It's not an inspiring or even really interesting story about how I got to Thailand. Long story short, I accepted a job, we sold nearly all we owned and moved here in 2013.
We do not have a car. Alex has a motorbike, I have an electric bicycle. To go as a family for any amount of distance we usually take a taxi. Sometimes we use the public transport (MRT, BTS). Needless to say, with the traffic here we have spent a fair amount of time in taxis.
Taxi drivers get a bad rep here. It's my opinion that in any given population, about 90% of the people are pretty decent human beings, then 10% aren't. This is true about kids, taxi drivers, hamsters, nearly all living things. I want to say that most of the guys (and gals) who drive us around are good drivers, good people. I could NOT do what they do day after day in this insane traffic! (Remember this traffic includes dogs, pedestrians, bikers, motorbikes, food carts, broom venders, cement trucks, ice cream men and about 12 million people all going somewhere!)
So after 2 years and what we estimate to be hundreds of taxi rides, I give you the profiles of the typical drivers you will see in BKK (Bangkok).....
-The Movers and the Shakers: These guys have some sort of spasm, twitch or odd repetitive movements. Sometimes it is unconscious like a leg thumping up and down, sometimes it is cracking their neck at every stop light. Sometimes it is as small as picking a fingernail (or nose), or a full on leg shake that shakes the whole car. This may or may not influence their ability to stay in one lane. These poor guys are stuck in a car all day long. When was the last time they got out?! Also in this category are the guys who pick their unwanted hairs out at as they drive. One guy had tweezers.
- The Overly Friendly Guy: This guy wants to chat. As much as the guy above wants to wiggle, this guy wants to talk. He may know some English, or not. I have had full, one way conversations with a guy, him in Thai, me in English. I have no idea what we were talking about.
One guy nearly convinced me to take a trip that day to Isan in the North of Thailand. I have no need to go there but this guy made it sound like Disneyland!
If you get the Overly Friendly Guy, be prepared to answer these standard questions:
1. Where you come from?
2. You teacher?
3. How many baby? (he will have more, always)
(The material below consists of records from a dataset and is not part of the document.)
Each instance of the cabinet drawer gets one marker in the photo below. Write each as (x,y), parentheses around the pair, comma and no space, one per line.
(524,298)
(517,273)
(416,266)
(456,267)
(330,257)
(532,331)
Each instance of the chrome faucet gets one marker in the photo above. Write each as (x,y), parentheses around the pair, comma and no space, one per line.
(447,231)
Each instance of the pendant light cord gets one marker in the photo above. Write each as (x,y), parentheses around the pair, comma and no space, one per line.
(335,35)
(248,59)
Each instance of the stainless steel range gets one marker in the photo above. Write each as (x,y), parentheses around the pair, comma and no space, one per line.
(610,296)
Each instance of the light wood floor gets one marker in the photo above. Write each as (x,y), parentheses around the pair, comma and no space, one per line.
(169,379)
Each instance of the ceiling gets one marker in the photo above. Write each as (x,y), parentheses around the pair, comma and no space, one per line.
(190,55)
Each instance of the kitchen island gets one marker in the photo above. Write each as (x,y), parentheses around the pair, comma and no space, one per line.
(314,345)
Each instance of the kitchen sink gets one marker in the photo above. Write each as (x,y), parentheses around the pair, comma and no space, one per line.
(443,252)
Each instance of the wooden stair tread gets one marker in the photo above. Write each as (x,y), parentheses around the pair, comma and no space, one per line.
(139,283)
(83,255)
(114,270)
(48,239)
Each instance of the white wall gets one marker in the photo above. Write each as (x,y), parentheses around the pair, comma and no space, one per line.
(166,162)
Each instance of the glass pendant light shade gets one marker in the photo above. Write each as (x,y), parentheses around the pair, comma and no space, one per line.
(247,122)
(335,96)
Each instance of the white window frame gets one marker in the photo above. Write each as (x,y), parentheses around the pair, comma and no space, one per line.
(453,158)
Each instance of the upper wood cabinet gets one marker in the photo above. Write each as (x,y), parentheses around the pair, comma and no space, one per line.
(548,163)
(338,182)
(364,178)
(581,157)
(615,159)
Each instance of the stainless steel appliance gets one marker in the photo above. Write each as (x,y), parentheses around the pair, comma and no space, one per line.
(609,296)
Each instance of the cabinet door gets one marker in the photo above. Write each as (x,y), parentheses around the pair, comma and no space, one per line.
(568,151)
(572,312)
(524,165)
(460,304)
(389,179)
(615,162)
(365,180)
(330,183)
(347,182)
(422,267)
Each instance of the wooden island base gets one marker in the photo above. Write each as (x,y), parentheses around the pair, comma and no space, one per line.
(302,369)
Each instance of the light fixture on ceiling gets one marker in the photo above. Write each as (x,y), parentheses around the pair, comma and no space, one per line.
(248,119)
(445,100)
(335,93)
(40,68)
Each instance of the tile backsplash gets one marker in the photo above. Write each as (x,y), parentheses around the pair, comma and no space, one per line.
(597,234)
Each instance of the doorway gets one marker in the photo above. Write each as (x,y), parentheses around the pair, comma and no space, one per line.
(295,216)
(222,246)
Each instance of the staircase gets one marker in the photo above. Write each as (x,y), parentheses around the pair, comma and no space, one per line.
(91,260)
4. How long you stay Thailand?
5. Why you no speak Thai?
6. You like spicy food?
I assume I have been his only human contact for days. Still a nice guy, he means well. Usually really fun and my favorite type.
-The Teacher: This guy, I suppose, is wanting to be helpful. I spent 40 minutes being drilled on how to properly say the number nine (9) GAAO. Another guy was really hungry that day and we talked about food, the whole way. He taught me some new food words. Very helpful.
I have also been taught about climate change. I listened to one teary eyed guy tell me about his guilty feelings about contributing to polluting the air by driving all day. He also predicted snow in BKK within the next 50 years. All his fault. (free therapy for taxi drivers)
-The Overly Decorated: You will almost always see some sort of Buddha or amulet in the taxi for safety and good luck. Often there is a special blessing which is painted on the ceiling. These things are standard. The ones that stand out are the guys that have to grab hold of their flowers and amulets and charms as they go over a bump so they do not crack the windshield. I also love the guys with the statues for protection on the dashboard that are so huge they cover a good portion of the view out the windshield. And don't forget the one with the money from around the world wallpapering the entire taxi interior. He was desperate for money from Africa, which I did not have, but he let me sign his guest book anyway.
-The Others, No Category: The lady driver who's name was Kittiporn, The 14 year old making a little money on the side with his uncle's car (oh, I am sure that ID card is you), The one listening to a meditation CD, The guy who put in the CD American Radio Hits of the 70's "just for you, madam!"
We have had a rich experience of the good, the bad and the ugly you might say. This in no way includes every driver because I am sure that sometime in the next week I will meet a new type. It is like playing a weird game of roulette that you never know what you get until you sit down.
Overall, we get where we want to go (usually) and get there in one piece thanks to these guys!